JudikaturJustiz13Os87/22a

13Os87/22a – OGH Entscheidung

Entscheidung
19. Oktober 2022

Kopf

Der Oberste Gerichtshof hat am 19. Oktober 2022 durch den Senatspräsidenten des Obersten Gerichtshofs Prof. Dr. Lässig als Vorsitzenden sowie die Hofrätin des Obersten Gerichtshofs Mag. Michel, den Hofrat des Obersten Gerichtshofs Dr. Oberressl und die Hofrätinnen des Obersten Gerichtshofs Dr. Brenner und Dr. Setz Hummel LL.M. in Gegenwart des Schriftführers Mag. Turner im Verfahren zur Unterbringung des * A* in einer Anstalt für geistig abnorme Rechtsbrecher nach § 21 Abs 1 StGB über die Nichtigkeitsbeschwerde und die Berufung des Betroffenen gegen das Urteil des Landesgerichts für Strafsachen Wien als Schöffengericht vom 20. Juni 2022, GZ 62 Hv 47/22t 48, nach Anhörung der Generalprokuratur in nichtöffentlicher Sitzung den

Beschluss

gefasst:

Spruch

Die Nichtigkeitsbeschwerde wird zurückgewiesen.

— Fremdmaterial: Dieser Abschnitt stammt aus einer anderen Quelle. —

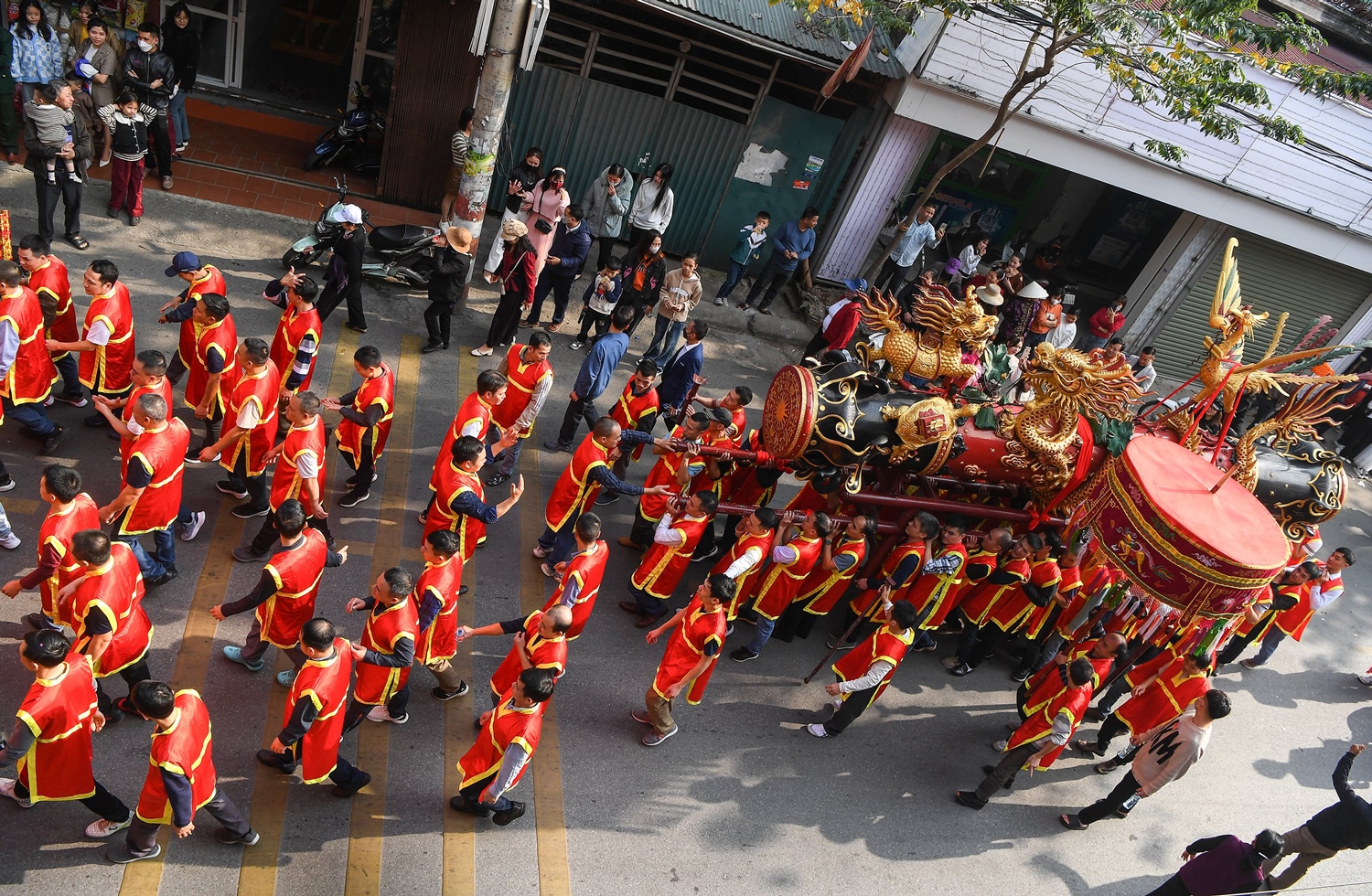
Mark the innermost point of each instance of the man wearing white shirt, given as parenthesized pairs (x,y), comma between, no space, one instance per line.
(910,244)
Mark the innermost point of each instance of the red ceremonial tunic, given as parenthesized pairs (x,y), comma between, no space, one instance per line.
(58,712)
(883,645)
(1166,698)
(379,389)
(260,389)
(823,588)
(1070,700)
(686,645)
(52,279)
(862,603)
(55,533)
(508,725)
(301,439)
(987,594)
(164,389)
(450,482)
(472,411)
(162,451)
(663,566)
(781,583)
(296,574)
(210,282)
(930,591)
(586,569)
(523,380)
(746,581)
(324,684)
(186,750)
(549,654)
(575,489)
(381,633)
(290,332)
(32,375)
(115,592)
(630,409)
(107,368)
(444,581)
(224,336)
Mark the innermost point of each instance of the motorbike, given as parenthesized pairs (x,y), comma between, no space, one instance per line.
(398,251)
(357,139)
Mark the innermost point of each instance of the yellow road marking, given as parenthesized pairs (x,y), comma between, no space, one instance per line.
(373,741)
(257,876)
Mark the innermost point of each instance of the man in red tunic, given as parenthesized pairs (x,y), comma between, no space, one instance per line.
(298,475)
(530,376)
(367,421)
(106,342)
(435,594)
(51,737)
(246,444)
(581,575)
(151,497)
(313,723)
(504,748)
(181,778)
(386,654)
(540,643)
(1037,742)
(284,596)
(27,372)
(49,282)
(70,511)
(697,635)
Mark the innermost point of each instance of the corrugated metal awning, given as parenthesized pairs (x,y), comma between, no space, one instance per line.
(784,27)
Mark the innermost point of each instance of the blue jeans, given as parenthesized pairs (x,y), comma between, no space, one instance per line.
(735,273)
(666,332)
(176,110)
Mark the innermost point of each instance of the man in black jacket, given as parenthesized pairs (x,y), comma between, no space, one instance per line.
(58,93)
(1346,825)
(153,77)
(452,266)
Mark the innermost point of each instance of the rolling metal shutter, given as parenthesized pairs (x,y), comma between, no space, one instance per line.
(1275,277)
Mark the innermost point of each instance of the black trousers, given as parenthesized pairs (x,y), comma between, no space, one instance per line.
(505,320)
(579,409)
(1111,802)
(438,318)
(48,195)
(103,803)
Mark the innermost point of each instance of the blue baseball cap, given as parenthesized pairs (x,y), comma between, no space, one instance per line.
(183,262)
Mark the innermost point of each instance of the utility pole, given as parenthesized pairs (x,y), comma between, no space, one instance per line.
(502,51)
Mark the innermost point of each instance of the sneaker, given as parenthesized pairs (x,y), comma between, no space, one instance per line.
(99,829)
(438,693)
(227,487)
(192,528)
(227,836)
(235,655)
(7,789)
(656,737)
(381,714)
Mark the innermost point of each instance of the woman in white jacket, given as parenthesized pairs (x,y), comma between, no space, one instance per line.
(652,208)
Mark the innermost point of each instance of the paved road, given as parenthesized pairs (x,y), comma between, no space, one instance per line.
(741,802)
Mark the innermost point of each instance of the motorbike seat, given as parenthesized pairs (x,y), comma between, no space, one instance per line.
(397,236)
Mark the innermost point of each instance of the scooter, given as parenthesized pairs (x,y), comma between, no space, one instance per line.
(402,251)
(357,139)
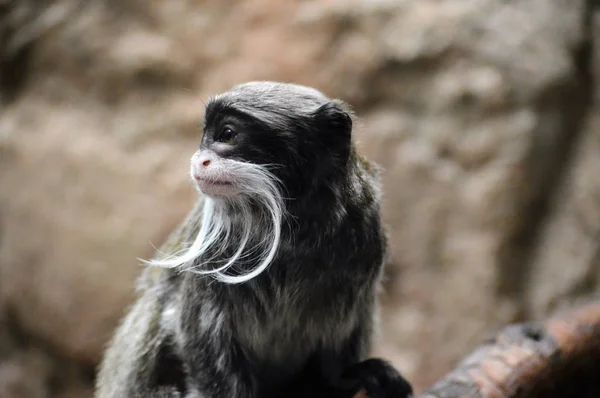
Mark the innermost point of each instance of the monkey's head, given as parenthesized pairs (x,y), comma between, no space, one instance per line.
(292,135)
(262,142)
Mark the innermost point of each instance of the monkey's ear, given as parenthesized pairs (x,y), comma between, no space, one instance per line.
(335,126)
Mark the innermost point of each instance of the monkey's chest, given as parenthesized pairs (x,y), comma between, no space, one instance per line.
(287,329)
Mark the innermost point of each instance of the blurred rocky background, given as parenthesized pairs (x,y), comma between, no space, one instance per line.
(484,113)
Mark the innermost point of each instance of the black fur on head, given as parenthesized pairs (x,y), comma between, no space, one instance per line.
(301,133)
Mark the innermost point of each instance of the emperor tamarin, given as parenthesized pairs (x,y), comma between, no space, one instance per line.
(268,289)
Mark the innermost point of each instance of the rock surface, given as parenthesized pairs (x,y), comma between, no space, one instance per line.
(485,115)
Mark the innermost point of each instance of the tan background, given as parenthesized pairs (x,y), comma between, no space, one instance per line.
(484,113)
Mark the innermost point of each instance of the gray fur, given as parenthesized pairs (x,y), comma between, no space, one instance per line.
(315,301)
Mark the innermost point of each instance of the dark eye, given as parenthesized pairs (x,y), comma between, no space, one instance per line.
(227,135)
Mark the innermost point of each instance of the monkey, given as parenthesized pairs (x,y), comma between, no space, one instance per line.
(269,287)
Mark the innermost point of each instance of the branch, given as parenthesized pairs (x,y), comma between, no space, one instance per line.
(557,358)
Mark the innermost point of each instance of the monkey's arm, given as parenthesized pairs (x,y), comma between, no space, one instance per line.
(130,365)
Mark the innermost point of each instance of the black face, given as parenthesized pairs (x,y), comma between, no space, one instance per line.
(303,150)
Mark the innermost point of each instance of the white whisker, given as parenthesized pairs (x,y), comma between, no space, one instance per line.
(234,224)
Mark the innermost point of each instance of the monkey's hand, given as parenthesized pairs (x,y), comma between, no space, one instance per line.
(377,378)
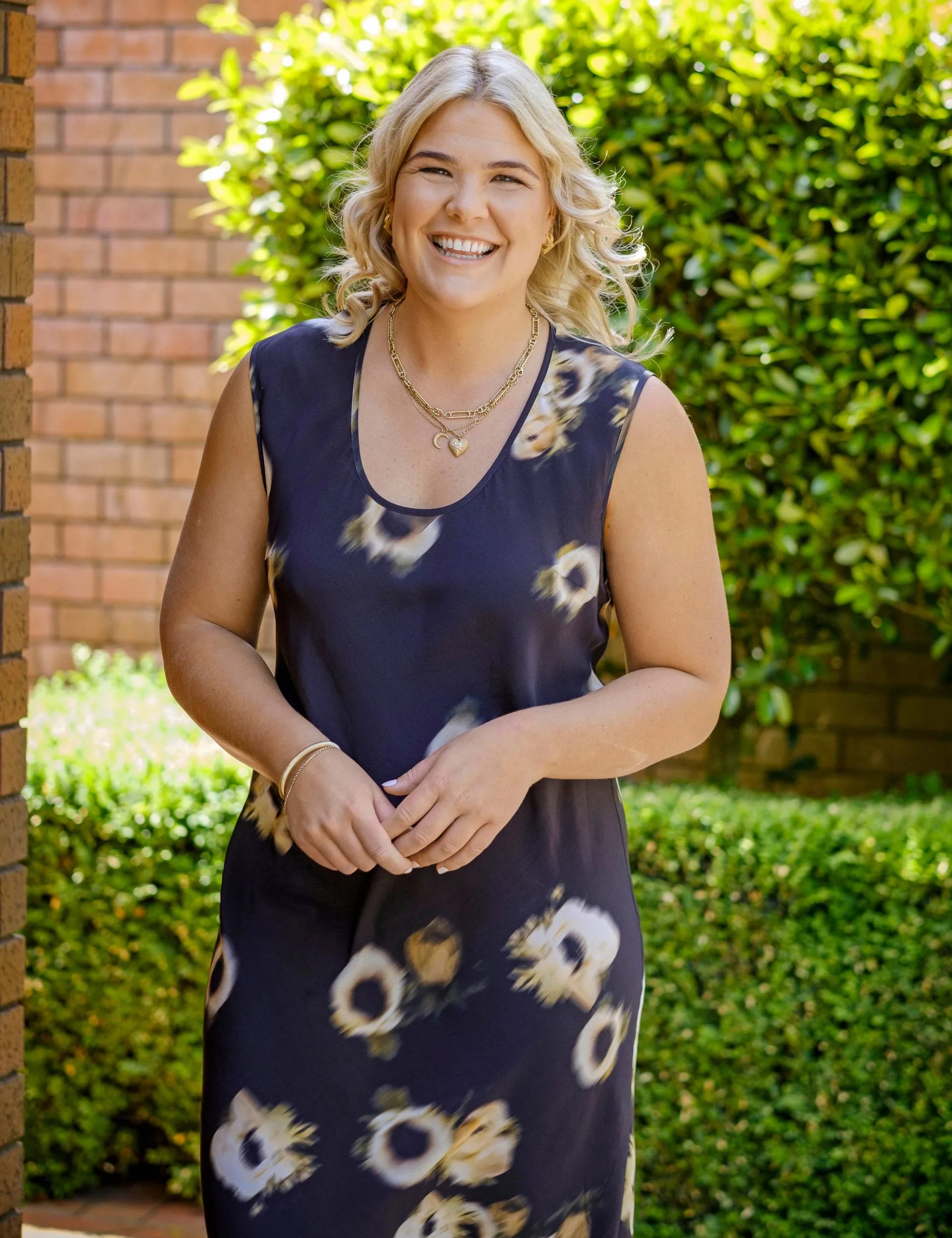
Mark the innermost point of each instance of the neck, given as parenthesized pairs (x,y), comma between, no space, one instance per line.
(462,346)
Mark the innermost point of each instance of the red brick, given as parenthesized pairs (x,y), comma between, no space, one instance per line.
(48,49)
(112,461)
(59,255)
(148,88)
(20,45)
(116,213)
(112,130)
(20,177)
(130,380)
(146,503)
(134,585)
(72,13)
(71,88)
(136,626)
(144,299)
(59,581)
(16,478)
(112,45)
(71,419)
(65,501)
(88,623)
(48,460)
(151,174)
(206,299)
(48,374)
(18,337)
(48,294)
(48,131)
(68,337)
(16,117)
(185,464)
(59,171)
(169,341)
(134,544)
(198,48)
(44,539)
(159,255)
(48,213)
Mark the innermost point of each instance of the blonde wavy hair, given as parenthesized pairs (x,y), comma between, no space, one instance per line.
(570,284)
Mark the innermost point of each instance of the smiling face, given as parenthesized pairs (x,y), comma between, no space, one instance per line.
(471,207)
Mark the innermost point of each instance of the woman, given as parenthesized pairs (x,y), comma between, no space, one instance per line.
(451,1055)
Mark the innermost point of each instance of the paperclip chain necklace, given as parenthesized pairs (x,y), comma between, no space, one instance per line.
(457,440)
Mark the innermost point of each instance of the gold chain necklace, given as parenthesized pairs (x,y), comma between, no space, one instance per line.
(457,439)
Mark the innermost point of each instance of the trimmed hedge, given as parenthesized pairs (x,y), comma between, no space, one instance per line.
(790,169)
(795,1047)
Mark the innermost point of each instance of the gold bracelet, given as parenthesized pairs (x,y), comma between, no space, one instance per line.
(305,762)
(305,752)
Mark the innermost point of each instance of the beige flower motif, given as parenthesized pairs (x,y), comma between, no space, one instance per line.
(556,581)
(483,1145)
(628,1199)
(370,966)
(259,1150)
(217,996)
(569,952)
(455,1217)
(596,1050)
(264,809)
(427,1124)
(465,717)
(434,952)
(402,551)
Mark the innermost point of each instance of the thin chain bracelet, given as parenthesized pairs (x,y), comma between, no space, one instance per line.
(298,771)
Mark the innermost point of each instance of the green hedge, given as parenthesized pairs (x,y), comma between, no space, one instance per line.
(795,1048)
(790,166)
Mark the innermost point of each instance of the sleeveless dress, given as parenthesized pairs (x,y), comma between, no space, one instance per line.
(430,1055)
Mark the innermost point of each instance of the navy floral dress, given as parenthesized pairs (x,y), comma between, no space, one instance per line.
(430,1055)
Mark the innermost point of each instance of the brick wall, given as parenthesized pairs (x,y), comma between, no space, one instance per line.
(133,300)
(16,275)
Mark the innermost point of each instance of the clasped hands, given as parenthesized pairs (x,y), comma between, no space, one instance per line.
(454,804)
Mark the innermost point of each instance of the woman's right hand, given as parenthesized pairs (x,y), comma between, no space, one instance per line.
(335,814)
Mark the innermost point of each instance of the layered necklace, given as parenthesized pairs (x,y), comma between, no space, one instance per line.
(457,439)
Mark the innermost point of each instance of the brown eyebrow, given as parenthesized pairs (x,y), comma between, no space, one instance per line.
(452,159)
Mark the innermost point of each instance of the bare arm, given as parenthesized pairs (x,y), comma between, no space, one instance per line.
(208,628)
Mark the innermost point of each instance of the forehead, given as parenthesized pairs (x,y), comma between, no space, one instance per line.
(478,131)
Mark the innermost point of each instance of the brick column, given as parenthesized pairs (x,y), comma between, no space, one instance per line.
(18,41)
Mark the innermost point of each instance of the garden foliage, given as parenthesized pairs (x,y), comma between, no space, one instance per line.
(794,1055)
(789,166)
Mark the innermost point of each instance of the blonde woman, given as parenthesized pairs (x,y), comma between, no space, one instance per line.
(424,1004)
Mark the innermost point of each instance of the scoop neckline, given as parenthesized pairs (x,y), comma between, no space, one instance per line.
(503,452)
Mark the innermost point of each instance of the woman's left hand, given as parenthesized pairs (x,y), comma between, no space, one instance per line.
(462,795)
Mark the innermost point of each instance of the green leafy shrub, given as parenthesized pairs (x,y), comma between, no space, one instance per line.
(794,1052)
(790,169)
(130,809)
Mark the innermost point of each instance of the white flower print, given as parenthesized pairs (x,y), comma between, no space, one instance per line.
(555,581)
(217,996)
(425,1122)
(464,718)
(594,1059)
(264,809)
(369,965)
(259,1150)
(569,952)
(403,550)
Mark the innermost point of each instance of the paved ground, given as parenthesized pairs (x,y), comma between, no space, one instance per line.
(118,1212)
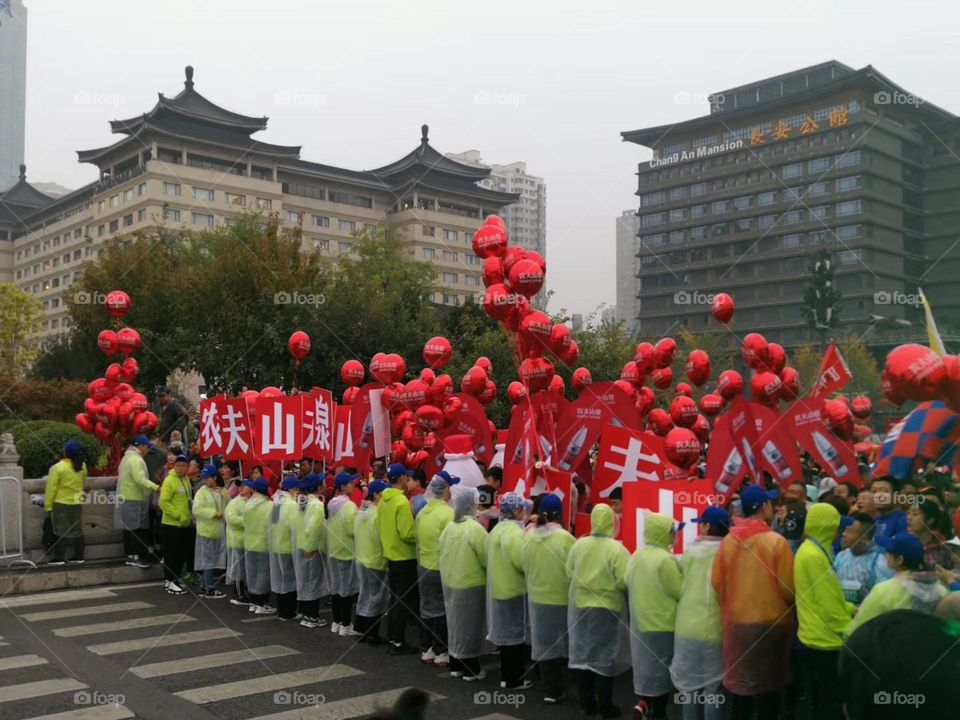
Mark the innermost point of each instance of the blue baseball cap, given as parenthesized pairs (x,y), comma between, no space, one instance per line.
(377,486)
(753,498)
(714,515)
(344,478)
(398,470)
(905,544)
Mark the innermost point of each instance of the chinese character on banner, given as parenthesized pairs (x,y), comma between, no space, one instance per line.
(280,435)
(236,427)
(318,409)
(626,457)
(211,434)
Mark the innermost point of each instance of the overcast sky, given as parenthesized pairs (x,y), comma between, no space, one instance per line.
(550,82)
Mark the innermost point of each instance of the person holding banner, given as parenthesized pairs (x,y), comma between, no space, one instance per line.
(341,546)
(210,556)
(697,666)
(753,577)
(309,552)
(507,591)
(654,585)
(430,523)
(597,568)
(543,557)
(463,571)
(374,598)
(256,546)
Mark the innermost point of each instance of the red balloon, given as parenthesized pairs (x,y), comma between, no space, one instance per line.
(729,384)
(698,367)
(683,411)
(352,372)
(664,352)
(118,304)
(711,404)
(437,352)
(791,384)
(662,378)
(682,448)
(490,240)
(755,350)
(108,342)
(660,421)
(536,373)
(581,378)
(493,272)
(516,391)
(722,307)
(643,357)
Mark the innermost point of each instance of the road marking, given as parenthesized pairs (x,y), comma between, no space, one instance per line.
(99,712)
(39,688)
(91,610)
(162,641)
(16,661)
(94,628)
(359,706)
(265,683)
(202,662)
(55,597)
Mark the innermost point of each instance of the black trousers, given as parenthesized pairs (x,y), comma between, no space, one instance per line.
(137,542)
(404,600)
(766,706)
(177,542)
(595,691)
(823,683)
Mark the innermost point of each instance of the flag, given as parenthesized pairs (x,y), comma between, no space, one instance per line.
(934,339)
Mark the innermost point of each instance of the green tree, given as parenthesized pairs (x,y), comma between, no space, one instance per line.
(21,315)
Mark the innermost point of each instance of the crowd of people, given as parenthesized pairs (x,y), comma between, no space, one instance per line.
(815,593)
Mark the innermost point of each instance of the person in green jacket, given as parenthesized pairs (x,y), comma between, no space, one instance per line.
(63,500)
(654,585)
(236,573)
(176,495)
(210,556)
(256,546)
(430,523)
(597,569)
(543,557)
(310,551)
(132,511)
(341,546)
(822,612)
(697,666)
(913,587)
(399,538)
(463,571)
(374,597)
(507,591)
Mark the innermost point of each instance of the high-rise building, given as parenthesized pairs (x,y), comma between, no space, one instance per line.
(628,242)
(526,219)
(190,164)
(13,88)
(826,157)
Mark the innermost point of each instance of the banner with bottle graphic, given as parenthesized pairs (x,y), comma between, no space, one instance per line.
(835,456)
(683,500)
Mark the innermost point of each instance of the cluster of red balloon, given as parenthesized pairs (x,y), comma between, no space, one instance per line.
(114,410)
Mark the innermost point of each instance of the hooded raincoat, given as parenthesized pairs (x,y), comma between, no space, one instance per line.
(654,585)
(753,577)
(543,557)
(596,615)
(822,612)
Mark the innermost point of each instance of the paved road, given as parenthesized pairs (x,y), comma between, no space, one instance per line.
(132,651)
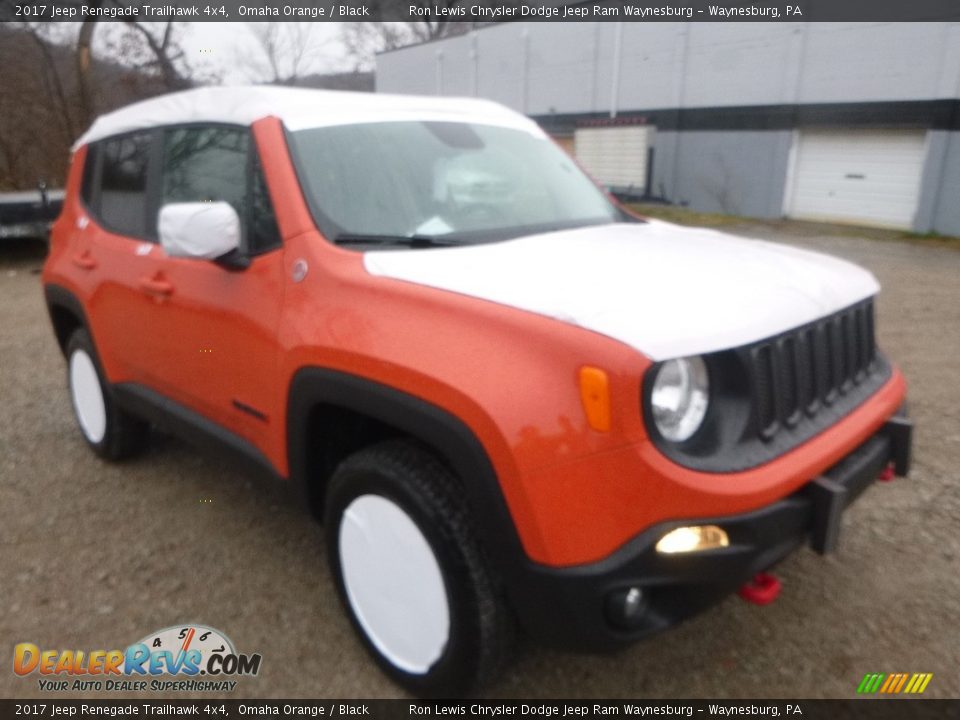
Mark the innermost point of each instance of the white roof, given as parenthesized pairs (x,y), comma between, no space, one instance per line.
(298,108)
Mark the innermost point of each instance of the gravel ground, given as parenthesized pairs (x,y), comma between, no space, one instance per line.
(97,555)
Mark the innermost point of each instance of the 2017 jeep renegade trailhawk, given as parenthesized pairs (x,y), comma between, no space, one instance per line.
(511,402)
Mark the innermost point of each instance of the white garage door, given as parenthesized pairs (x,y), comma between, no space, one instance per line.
(614,156)
(870,177)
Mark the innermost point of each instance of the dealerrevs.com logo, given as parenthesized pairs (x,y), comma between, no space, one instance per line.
(180,658)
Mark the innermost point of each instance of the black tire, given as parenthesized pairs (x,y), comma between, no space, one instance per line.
(116,434)
(481,627)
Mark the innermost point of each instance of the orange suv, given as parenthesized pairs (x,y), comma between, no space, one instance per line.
(512,403)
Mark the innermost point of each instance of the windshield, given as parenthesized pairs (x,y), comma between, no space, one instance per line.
(446,182)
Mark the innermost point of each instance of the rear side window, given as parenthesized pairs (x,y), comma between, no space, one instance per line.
(123,184)
(205,165)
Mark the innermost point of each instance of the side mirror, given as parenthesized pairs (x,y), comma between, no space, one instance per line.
(208,231)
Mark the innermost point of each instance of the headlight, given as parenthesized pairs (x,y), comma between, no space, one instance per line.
(679,398)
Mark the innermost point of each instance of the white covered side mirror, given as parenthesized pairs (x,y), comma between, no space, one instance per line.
(199,230)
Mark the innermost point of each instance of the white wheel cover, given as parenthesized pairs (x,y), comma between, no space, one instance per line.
(87,396)
(394,583)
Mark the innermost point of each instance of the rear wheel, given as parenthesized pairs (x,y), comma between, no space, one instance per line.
(111,433)
(411,574)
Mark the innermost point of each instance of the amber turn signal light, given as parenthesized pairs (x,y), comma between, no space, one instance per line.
(595,396)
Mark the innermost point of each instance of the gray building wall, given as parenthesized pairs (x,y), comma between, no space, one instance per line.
(733,172)
(557,70)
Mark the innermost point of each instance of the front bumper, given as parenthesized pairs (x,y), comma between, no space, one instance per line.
(575,607)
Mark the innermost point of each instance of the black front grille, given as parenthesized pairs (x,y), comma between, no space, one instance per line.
(799,374)
(775,394)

Zur Entscheidung über die Berufung werden die Akten dem Oberlandesgericht Wien zugeleitet.

Text

Gründe:

[1] Mit dem angefochtenen Urteil wurde gemäß § 21 Abs 1 StGB die Unterbringung des * A* in einer Anstalt für geistig abnorme Rechtsbrecher angeordnet.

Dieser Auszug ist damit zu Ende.